Third – Write your Shift Statement
Your shift statement is simply your space + priority. I call it Shift because you are moving things around in your space but also making the Shift from mess and disorder, to calm and order in your life.
Here’s an example –
I need to declutter my dining room (space) to enjoy meals with my family (priority)
Space + Priority = Shift
You will have one shift statement as inspiration for each organizing project.
Forth – Identify Obstacles
What is getting in the way of using your space to live your best life? What clutter needs to be evicted to use the space effectively and purposefully? Be specific, make a list. These are your Obstacles. Dealing with these obstacles will be some of the tasks on your to-do list like, toss junk mail, identify clothes that do not fit, or get rid of storage containers with missing lids. But for now just make a list of the types of clutter standing in your way of an organized space.

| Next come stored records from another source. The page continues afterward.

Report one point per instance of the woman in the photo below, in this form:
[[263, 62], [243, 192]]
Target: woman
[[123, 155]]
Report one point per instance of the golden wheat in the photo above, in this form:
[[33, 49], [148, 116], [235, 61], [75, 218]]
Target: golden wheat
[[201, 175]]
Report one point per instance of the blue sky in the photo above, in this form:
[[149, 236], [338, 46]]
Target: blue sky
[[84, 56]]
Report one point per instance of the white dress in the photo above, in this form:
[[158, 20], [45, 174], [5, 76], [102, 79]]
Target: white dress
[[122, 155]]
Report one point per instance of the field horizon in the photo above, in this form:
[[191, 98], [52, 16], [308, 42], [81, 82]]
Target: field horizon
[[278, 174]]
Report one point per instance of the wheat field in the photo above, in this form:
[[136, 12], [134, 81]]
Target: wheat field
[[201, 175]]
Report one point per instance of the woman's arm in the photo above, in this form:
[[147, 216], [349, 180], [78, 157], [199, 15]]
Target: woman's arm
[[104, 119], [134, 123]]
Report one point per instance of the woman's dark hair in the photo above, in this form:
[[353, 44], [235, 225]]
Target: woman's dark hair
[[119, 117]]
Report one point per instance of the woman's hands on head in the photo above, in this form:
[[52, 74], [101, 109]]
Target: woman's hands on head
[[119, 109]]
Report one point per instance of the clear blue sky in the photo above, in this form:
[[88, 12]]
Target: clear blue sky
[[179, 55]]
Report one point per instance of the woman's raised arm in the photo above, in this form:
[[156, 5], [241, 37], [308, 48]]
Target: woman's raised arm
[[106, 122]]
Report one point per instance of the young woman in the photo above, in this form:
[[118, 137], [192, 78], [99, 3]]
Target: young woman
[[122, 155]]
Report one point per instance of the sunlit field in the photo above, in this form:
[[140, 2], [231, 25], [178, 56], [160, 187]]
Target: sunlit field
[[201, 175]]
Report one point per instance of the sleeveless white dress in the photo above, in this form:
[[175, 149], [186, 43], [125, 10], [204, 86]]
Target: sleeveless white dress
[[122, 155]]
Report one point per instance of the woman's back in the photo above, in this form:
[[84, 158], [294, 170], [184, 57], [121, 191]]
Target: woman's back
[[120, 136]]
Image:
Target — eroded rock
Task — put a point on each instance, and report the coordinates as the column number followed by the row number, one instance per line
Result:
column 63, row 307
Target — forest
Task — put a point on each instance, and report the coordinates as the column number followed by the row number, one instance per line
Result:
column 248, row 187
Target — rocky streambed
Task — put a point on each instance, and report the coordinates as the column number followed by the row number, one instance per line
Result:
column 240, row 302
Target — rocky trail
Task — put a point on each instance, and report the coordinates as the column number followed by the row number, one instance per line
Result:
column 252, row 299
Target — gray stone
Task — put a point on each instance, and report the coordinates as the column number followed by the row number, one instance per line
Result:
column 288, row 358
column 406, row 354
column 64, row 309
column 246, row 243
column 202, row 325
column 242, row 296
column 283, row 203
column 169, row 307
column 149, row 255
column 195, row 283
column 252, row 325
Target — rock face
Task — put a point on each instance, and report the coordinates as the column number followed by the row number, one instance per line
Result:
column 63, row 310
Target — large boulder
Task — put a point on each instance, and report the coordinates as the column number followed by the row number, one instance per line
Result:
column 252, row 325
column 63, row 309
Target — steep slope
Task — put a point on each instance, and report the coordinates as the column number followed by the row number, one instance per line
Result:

Fifth – Breaking task down into manageable action items
Now that you know where you want to go, you need to create a list of next steps to get you there. These are your Tasks. Tasks are “to do” items you can work on even if you only have 30 minutes a day to organize. To be effective in your organizing efforts you must chip away at smaller tasks or you will just spin your wheels, get overwhelmed, and give up.
Here is our finished Action Plan. Remember each area in your home will have a slightly different plan because your vision and the room’s functionality differ from other spaces. Working on one space at a time insures that you do not just jump from one room to another without accomplishing anything. Good Luck!